Money & Banking

Banks gain, but borrowers may have to wait

Radhika Merwin BL Research Bureau | Updated on March 12, 2018 Published on October 29, 2013


Banks have reason to cheer after the monetary policy announced by the Reserve Bank of India, as their cost of funds is likely to dip immediately. But borrowers may not have a reason to party yet, as bankers are not keen to reduce lending rates immediately. Banks continue to grapple with low-deposit mobilisation and the possibility of further hikes in long-term rates, based on inflation trends.

Relief for banks

The RBI’s monetary policy announcement of Tuesday met expectations on key aspects -- reducing the marginal standing facility (MSF) rate by 25 basis points and increasing the repo rate by 25 basis points. Thus, the repo-MSF (7.75-8.75 per cent) differential has now come down to the earlier 100 basis points, narrowing from 300 basis points in July. But one measure that brings unexpected relief to banks is their ability to now borrow more from the new term repo window. They can now source 0.5 per cent of net demand and time liabilities from this window, compared to 0.25 per cent earlier.

Banks have seen a sharp spike in their borrowing costs in recent months, with MSF rates rising and the repo borrowings capped at Rs 40,000 crore. Banks borrowed as much as 60 per cent of their requirements from the more expensive MSF window. But in the beginning of October, RBI opened a new window for banks to source funds - the 7- and 14-day term repos. This has been a marginally cheaper option with cut-off rates at 8.8 per cent. By borrowing close to Rs 20,000 crore from this window, banks were able to minimise recourse to MSF and reduce their average costs by 10-15 basis points.

By doubling the sums that banks can source from term repos to Rs 40,000 crore, the RBI has handed banks a savings of another 10-15 basis points on costs.
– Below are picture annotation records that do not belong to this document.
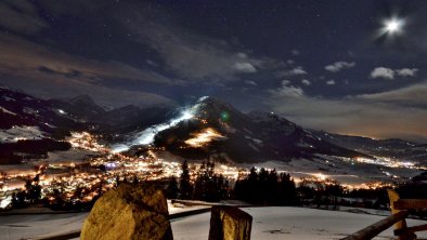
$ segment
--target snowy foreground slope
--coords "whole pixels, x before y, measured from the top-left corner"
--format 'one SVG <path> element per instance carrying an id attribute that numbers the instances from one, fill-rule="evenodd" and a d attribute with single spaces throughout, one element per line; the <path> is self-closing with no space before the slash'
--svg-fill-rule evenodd
<path id="1" fill-rule="evenodd" d="M 385 216 L 357 214 L 303 208 L 244 208 L 253 215 L 251 239 L 340 239 L 360 230 Z M 210 213 L 172 221 L 173 239 L 208 239 Z M 423 224 L 409 219 L 409 225 Z M 381 232 L 376 239 L 389 239 L 392 229 Z M 417 234 L 426 238 L 427 232 Z"/>
<path id="2" fill-rule="evenodd" d="M 244 208 L 254 216 L 251 239 L 340 239 L 385 216 L 303 208 Z M 170 212 L 183 210 L 174 209 Z M 88 213 L 0 216 L 0 239 L 39 239 L 77 231 Z M 171 221 L 176 240 L 208 239 L 210 213 Z M 424 224 L 409 219 L 409 225 Z M 427 232 L 418 232 L 427 238 Z M 390 239 L 392 229 L 376 239 Z"/>

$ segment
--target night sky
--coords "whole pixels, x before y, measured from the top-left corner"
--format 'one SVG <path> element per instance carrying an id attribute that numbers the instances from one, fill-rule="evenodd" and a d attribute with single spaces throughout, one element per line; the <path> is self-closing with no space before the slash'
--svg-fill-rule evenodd
<path id="1" fill-rule="evenodd" d="M 415 0 L 2 0 L 0 84 L 112 107 L 210 95 L 312 129 L 427 142 L 426 24 Z"/>

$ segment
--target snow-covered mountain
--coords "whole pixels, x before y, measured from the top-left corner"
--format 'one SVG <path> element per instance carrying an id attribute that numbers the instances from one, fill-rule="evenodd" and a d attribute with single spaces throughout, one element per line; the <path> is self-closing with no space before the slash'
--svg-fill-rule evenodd
<path id="1" fill-rule="evenodd" d="M 92 132 L 106 141 L 120 141 L 119 133 L 161 122 L 167 112 L 166 107 L 106 110 L 88 95 L 46 101 L 0 86 L 0 164 L 18 163 L 23 155 L 43 158 L 48 151 L 67 150 L 70 146 L 64 138 L 70 132 Z"/>
<path id="2" fill-rule="evenodd" d="M 410 141 L 390 138 L 374 139 L 363 136 L 349 136 L 327 133 L 324 131 L 310 131 L 313 135 L 340 147 L 375 155 L 386 158 L 396 158 L 406 161 L 427 161 L 427 145 Z"/>
<path id="3" fill-rule="evenodd" d="M 185 158 L 214 156 L 233 162 L 289 161 L 318 154 L 367 157 L 325 142 L 274 114 L 243 114 L 214 97 L 202 97 L 176 119 L 137 133 L 131 145 L 141 144 Z"/>

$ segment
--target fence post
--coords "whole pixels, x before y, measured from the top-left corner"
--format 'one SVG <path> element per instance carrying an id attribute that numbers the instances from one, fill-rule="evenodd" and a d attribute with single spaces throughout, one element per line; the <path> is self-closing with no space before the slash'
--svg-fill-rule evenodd
<path id="1" fill-rule="evenodd" d="M 253 216 L 233 206 L 214 205 L 209 240 L 250 240 Z"/>
<path id="2" fill-rule="evenodd" d="M 393 189 L 387 189 L 387 192 L 388 192 L 388 198 L 390 200 L 391 214 L 402 212 L 402 210 L 394 209 L 394 202 L 400 199 L 399 194 Z M 399 240 L 416 239 L 416 235 L 414 232 L 409 232 L 406 229 L 407 229 L 407 226 L 406 226 L 406 221 L 404 218 L 394 224 L 394 235 L 398 231 L 401 232 L 401 235 L 399 235 L 399 237 L 398 237 Z"/>

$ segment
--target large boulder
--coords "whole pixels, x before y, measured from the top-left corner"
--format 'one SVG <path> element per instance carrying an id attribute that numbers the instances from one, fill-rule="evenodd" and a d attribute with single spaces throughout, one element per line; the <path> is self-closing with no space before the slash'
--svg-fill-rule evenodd
<path id="1" fill-rule="evenodd" d="M 168 215 L 161 191 L 121 184 L 96 201 L 85 221 L 80 238 L 172 240 Z"/>
<path id="2" fill-rule="evenodd" d="M 214 205 L 209 240 L 250 240 L 253 216 L 228 205 Z"/>

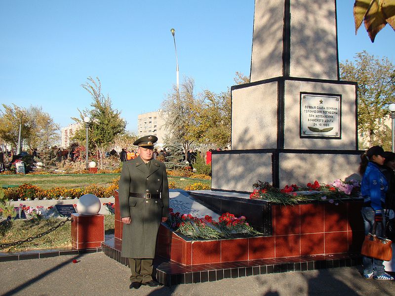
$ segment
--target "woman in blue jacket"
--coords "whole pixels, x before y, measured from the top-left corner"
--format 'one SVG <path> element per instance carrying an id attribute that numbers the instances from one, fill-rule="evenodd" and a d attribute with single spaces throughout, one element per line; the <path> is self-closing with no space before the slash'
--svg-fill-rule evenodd
<path id="1" fill-rule="evenodd" d="M 384 155 L 383 148 L 373 146 L 361 156 L 359 173 L 363 176 L 361 194 L 364 203 L 361 212 L 365 235 L 372 231 L 373 223 L 376 222 L 377 224 L 376 233 L 378 236 L 382 236 L 382 225 L 385 225 L 385 222 L 383 221 L 383 209 L 389 182 L 380 170 L 385 160 Z M 363 277 L 365 278 L 383 281 L 394 280 L 394 277 L 385 272 L 382 260 L 363 256 L 362 260 Z"/>

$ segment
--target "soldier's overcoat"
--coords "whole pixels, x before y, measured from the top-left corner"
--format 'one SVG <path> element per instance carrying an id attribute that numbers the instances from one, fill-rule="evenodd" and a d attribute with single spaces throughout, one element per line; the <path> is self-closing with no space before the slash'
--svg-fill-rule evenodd
<path id="1" fill-rule="evenodd" d="M 122 257 L 154 258 L 157 236 L 162 217 L 169 216 L 169 187 L 164 164 L 151 159 L 149 166 L 138 156 L 123 163 L 119 183 L 121 218 L 130 217 L 123 224 Z M 147 199 L 129 196 L 133 193 L 160 193 L 160 198 Z"/>

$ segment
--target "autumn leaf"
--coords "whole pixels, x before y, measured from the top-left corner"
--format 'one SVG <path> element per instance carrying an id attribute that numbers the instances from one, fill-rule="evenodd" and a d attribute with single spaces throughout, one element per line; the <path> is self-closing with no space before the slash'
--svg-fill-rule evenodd
<path id="1" fill-rule="evenodd" d="M 387 23 L 395 30 L 395 0 L 356 0 L 354 13 L 356 34 L 363 21 L 372 42 Z"/>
Overall, cost of funds has come down by 80 basis points from August. This will indeed lead to incremental savings for banks.

But it will also pose challenges for banks on asset (loan)-liability (deposit) mismatches. “Banks will now need to re-align their asset-liability management towards short-term borrowings than overnight borrowings. Hence, banks may have to tweak short-term deposit rates more frequently. For now we do not expect a significant impact on deposit rates,” says Ajay Marwaha, Head–Trading, Treasury, HDFC Bank.

Lower deposit rates?

But what is good for banks may not be great for depositors, who have enjoyed a prolonged period of high interest rates. RBI’s actions from July had resulted in banks hiking deposit rates by 50-75 basis points across tenures in the last couple of months. With the recent rollback, banks may re-evaluate deposit rates.

Wait for borrowers

As for borrowers, they may have to wait a while to see their equated monthly instalments come down. Banks are wary of sharply trimming lending rates on three counts.

One, the cost of borrowing for banks is still 75-100 basis points higher compared to three months ago. This will remain high as long as bank borrowings from the repo window are capped. As long as the cap exists, term repo rates will be closer to MSF rates and hence, overall cost of borrowings will continue to remain above 7.75 per cent.

Two, by flagging concerns on inflation and the possibility of a further repo rate hike, RBI had indicated that long-term interest still have an upward bias. The yield on the 10-year G-sec continues to hover at 8.5-8.7 per cent.

Three, the rate outlook will also depend on how the rupee-dollar equation plays out. The RBI has managed to contain the rupee volatility partly by keeping oil marketing companies out of the currency market. But it remains to be seen how the rupee behaves once this arrangement comes to a close. This, in turn, will decide both interest rates and liquidity easing measures by the RBI.